Caminaba sin ver a su alrededor, mientras restos de pensamientos eran nuevamente fragmentados por violentas emociones, como edificios destruidos por un terremoto que son sacudidos por nuevos temblores.
Tomó un ómnibus y la sensación de que el mundo no tenía sentido se le presentó con mayor fuerza: un ómnibus que corría con tanta decisión y potencia hacia alguna parte que a él no le interesaba, un mecanismo tan preciso, técnicamente tan eficaz, llevándolo a él, que no tenía ningún objetivo ni creía ya en nada ni esperaba ni necesitaba ir a alguna parte; un caos transportado con horarios exactos, tarifas, cuerpos de inspectores, ordenanzas de tránsito. Y estúpidamente había tirado las inyecciones para el corazón y buscarlo a Pablo para eso era como ir a un baile para encontrar a Dios o al Diablo. Pero el tren, el paso a nivel de la calle Dorrego, tal vez allí, un instante y se acabó, recordaba aquella vez el gentío, qué pasa, qué pasa, no se podía llegar hasta el centro del gentío, se oía qué horror, lo agarró descuidado, qué esperanza, que está diciendo, se tiró adrede, se quiso matar y otro que gritaba aquí hay un zapato con un pie.
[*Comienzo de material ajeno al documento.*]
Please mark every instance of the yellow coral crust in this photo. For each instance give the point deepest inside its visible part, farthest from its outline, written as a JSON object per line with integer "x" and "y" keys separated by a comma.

O tal vez el agua, el puente de la Boca, pero el agua aceitosa allá abajo y acaso la posibilidad de durar o arrepentirse en aquellos segundos de la caída, fragmentos de tiempo que pueden ser quién lo sabe, existencias enteras, monstruosas y vastas como los segundos de una pesadilla. O encerrarse y abrir la llave del gas y tomar muchas píldoras como Juan Pedro, pero Nené dejó una rendija de la ventana, pobre Nené pensó con ironía cariñosa. Y su sonrisa en medio de la tragedia era como un solcito que fugazmente apareciera en un día tormentoso y frígido de grandes inundaciones y maremotos (...)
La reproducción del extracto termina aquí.